As previously posted we are transferring our job roles to Kuala Lumpur, Malaysia. This week was the "pilot" of that transformation and I am not overly impressed with the results thus far. We started "allowing" the KL group to pick up our low severity tickets Monday, September 11th. While a couple of the tickets were picked up, they were dropped 2-3 techs later and some were assigned back to America's tech's. I informed my manager and he told me to let it ride until Tuesday.
I got to work Tuesday and things had not changed. We had one ticket that was dangerously close to missing service level, so I took it. I then informed my manager and the Account Delivery Manager of the situation. I cc'd the trainer (one of our own tech's) on the e-mail and to my surprise, he responded (13 hour time difference made me doubt he would be awake) . I guess he was not aware of the scope on this since he had informed the trainees that the tickets for Latin America (almost 1/2 of our total cases) were not in scope and to assign them to the local tech! A few e-mails later and we were all in synch with what was going on and the KL tech's were assigning themselves the cases.

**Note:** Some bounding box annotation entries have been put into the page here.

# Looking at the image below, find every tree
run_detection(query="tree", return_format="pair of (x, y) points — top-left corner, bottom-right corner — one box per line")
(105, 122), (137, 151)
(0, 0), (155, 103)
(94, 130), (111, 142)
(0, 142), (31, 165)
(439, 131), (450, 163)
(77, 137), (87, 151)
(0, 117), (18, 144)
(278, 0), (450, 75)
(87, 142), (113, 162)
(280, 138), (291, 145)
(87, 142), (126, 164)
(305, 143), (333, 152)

All was going well from 10 AM to 1:30 PM central time when I noticed one of the KL tech's was sending back the Latin America tickets with notes saying "not in scope". I fired off another e-mail for the trainer to read when he got in, but to my surprise, he answered it within an our. KL is 12 hours ahead of us so for him to work at 2:30 AM his time is impressive!
The trainer let me know that the issue would be resolved and things would be "right as rain" today.
We shall see.
As of 4:30 PM last night, NONE of the cases assigned to KL had been resolved yet. Not a roaring success, eh?
1 comment:
At least you have someone in KL that's actually taking some initiative and knows that these people are passing the buck. My own experience with transferring things to people for outsourcing didn't go nearly as well. I basically had to do everything that the outsourcers were supposed to do. They didn't read a single thing that I sent them for comprehension, every conference call was them reading the materials back to me verbatim, and they made no effort to understand anything or even ask questions beyond what they saw on the surface.